The journal impact factor (JIF) is a metric that measures how often, on average, articles published in a journal over the previous two years were cited in a given year. Calculated annually by Clarivate and reported in the Journal Citation Reports (JCR), it is the single best-known measure of a journal’s relative influence within its field. This guide covers exactly what the journal impact factor is, how it is calculated step by step, what counts as a good score across disciplines, the variants you will meet (5-year JIF, CiteScore, SJR, SNIP, and the h-index), and the limitations every author should understand before using it to choose where to publish.

What is the journal impact factor?

The journal impact factor is a journal-level bibliometric: it describes a publication as a whole, not any single paper or author. Devised by Eugene Garfield in the 1950s and formalised in the 1970s by the Institute for Scientific Information (now part of Clarivate), the JIF was originally a tool to help librarians decide which journals to subscribe to. It has since become a shorthand for prestige, used by authors choosing where to submit, by committees assessing research, and by publishers marketing their titles.

In plain terms, the impact factor answers one question: in a given year, how many times was the average article from this journal (published in the two preceding years) cited? A journal with an impact factor of 4.0 means its recent articles were cited, on average, four times each in the year measured. The figure is published every June for the previous calendar year in the Journal Citation Reports, the only source that produces the official JIF. Any number you see elsewhere that is not drawn from the JCR is an estimate or a different metric entirely.

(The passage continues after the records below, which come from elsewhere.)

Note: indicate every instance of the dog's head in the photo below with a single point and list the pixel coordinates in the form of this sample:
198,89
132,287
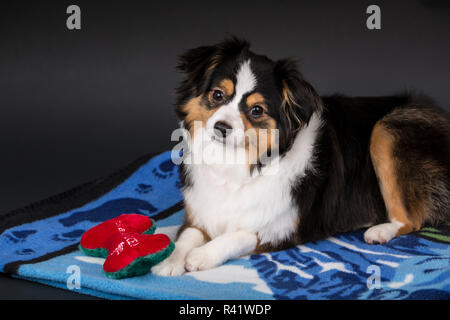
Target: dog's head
230,91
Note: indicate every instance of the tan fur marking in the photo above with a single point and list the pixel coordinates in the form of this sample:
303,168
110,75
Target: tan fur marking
381,151
255,152
196,111
255,99
228,86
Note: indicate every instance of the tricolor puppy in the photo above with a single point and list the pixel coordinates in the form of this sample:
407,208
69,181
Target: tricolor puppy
340,163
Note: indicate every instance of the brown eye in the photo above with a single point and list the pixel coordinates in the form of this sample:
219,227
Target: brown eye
218,96
256,111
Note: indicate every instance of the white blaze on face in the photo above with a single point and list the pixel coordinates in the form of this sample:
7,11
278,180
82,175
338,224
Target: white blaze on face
229,113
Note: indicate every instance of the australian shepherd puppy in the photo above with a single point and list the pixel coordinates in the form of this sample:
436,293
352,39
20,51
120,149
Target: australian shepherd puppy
313,166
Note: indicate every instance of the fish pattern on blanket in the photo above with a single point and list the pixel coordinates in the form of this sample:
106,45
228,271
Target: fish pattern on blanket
414,266
134,195
340,267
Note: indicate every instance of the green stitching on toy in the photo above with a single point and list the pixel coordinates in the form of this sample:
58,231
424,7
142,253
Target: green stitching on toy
142,265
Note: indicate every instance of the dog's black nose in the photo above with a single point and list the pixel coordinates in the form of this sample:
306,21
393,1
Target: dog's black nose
222,128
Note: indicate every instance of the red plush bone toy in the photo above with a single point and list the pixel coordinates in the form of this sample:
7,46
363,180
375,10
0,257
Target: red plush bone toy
128,244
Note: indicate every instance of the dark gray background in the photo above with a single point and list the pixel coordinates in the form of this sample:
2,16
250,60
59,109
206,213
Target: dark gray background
76,105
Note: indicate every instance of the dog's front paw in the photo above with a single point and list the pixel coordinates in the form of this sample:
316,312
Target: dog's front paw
381,233
200,259
172,266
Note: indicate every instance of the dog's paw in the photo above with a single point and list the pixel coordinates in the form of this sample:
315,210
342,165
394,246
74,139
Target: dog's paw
200,259
172,266
381,233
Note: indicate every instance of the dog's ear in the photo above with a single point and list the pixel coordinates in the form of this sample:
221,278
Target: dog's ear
198,64
299,99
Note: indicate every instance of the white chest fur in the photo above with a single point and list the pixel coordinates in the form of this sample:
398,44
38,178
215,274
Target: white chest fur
262,204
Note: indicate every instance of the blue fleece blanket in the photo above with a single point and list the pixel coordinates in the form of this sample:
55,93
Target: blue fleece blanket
39,243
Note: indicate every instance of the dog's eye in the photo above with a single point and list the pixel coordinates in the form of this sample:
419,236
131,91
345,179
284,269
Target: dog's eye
218,96
256,111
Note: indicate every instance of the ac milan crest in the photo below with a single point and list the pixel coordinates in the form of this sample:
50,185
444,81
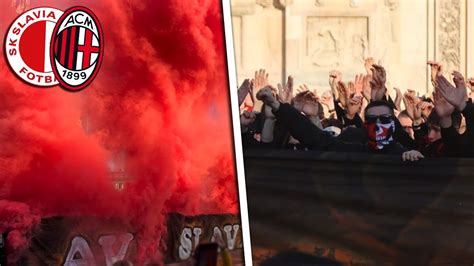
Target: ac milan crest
76,49
46,47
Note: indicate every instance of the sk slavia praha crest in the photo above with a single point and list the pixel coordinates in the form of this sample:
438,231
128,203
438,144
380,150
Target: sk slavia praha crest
45,47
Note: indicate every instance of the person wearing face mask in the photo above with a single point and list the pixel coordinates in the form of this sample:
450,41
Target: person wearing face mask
379,128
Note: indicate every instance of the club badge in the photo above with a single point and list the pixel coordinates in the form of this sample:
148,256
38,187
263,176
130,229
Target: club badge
46,46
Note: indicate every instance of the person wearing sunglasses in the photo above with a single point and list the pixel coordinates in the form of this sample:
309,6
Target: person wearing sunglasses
379,126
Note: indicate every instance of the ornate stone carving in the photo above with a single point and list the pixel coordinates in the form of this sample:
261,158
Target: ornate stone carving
354,3
392,4
319,2
285,3
336,41
265,3
449,36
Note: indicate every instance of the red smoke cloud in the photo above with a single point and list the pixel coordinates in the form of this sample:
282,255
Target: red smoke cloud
160,98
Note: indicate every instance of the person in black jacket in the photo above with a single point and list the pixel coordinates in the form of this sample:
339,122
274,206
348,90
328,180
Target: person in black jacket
456,96
379,126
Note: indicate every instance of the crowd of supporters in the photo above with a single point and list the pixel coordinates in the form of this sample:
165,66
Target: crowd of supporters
361,116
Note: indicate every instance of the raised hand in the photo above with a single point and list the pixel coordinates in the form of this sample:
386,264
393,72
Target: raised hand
398,99
267,96
442,106
247,118
304,87
343,93
470,85
366,89
327,100
368,62
354,105
426,108
244,90
285,92
377,84
260,80
359,84
334,79
436,70
412,106
455,95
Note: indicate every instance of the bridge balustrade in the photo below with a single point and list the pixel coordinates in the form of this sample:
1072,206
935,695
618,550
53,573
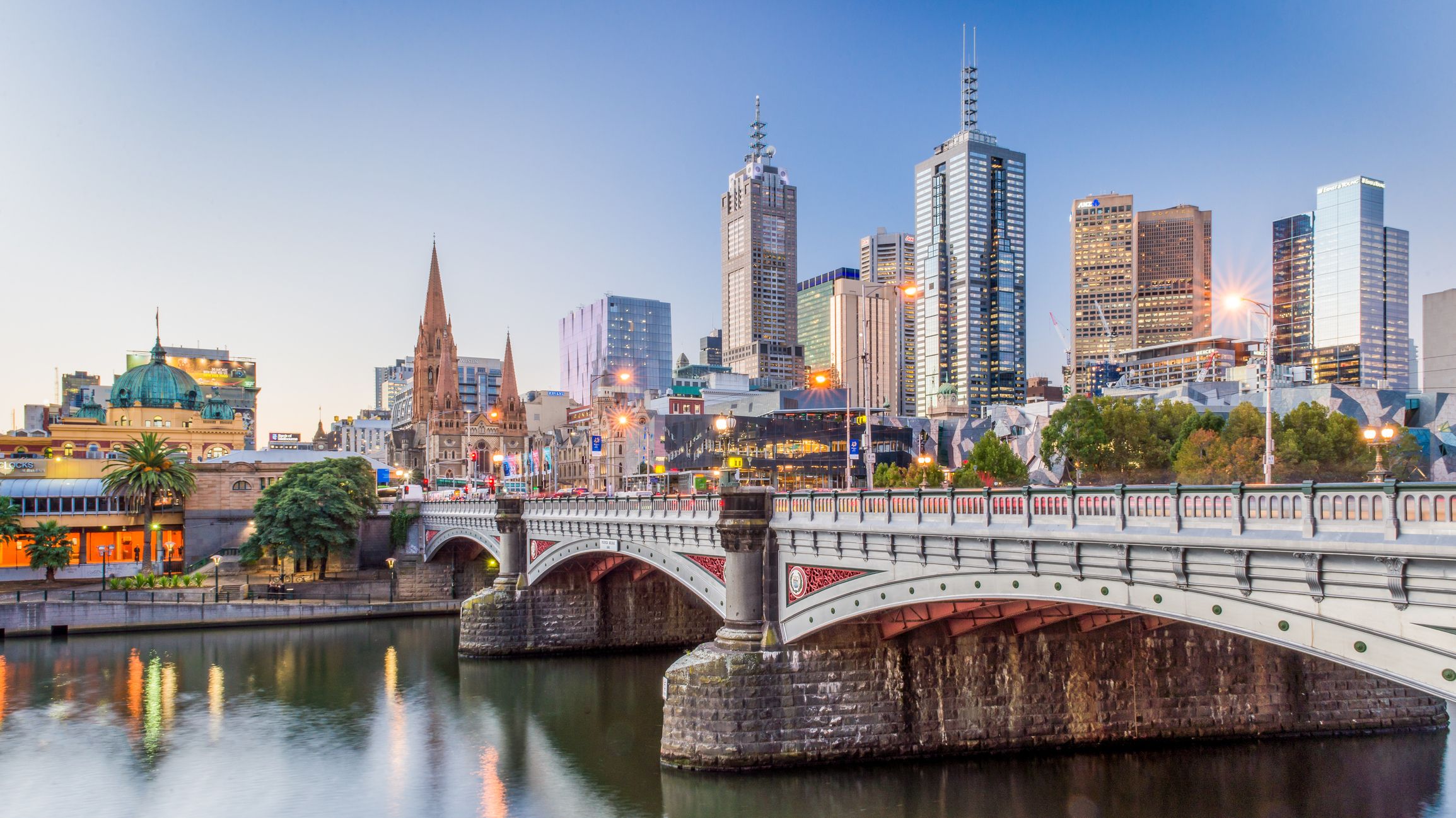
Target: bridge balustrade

Crucially, the impact factor is an average, and averages hide a great deal. A handful of highly cited papers can lift a journal’s JIF while most of its articles are cited rarely or never. Understanding this distinction is the first step to using the metric sensibly rather than treating it as a single verdict on quality.

How the journal impact factor is calculated

The formula is deliberately simple. The impact factor for a given year is the number of citations received that year by articles the journal published in the two previous years, divided by the total number of “citable items” (research articles and reviews) the journal published in those same two years.

The formula:
Impact Factor (year Y) = A ÷ B

where
A = citations recorded in year Y to all items the journal published in years Y−1 and Y−2
B = the number of citable items (substantive articles and reviews) the journal published in years Y−1 and Y−2.

So the 2024 impact factor, released in mid-2025, counts citations made in 2024 to articles published in 2022 and 2023, divided by the citable articles published in 2022 and 2023. The citation window is two years; the count is taken across Clarivate’s Web of Science Core Collection.

Worked example: Imagine the Journal of Applied Linguistics wants its 2024 impact factor. In 2022 it published 60 citable articles and in 2023 it published 80, giving B = 140 citable items across the two years. During 2024, Web of Science recorded 560 citations to those 140 articles, so A = 560. The impact factor is therefore 560 ÷ 140 = 4.0. On average, each article from 2022–2023 was cited four times during 2024. Note that a single review paper cited 200 times would account for over a third of those citations on its own — which is why the average can be misleading.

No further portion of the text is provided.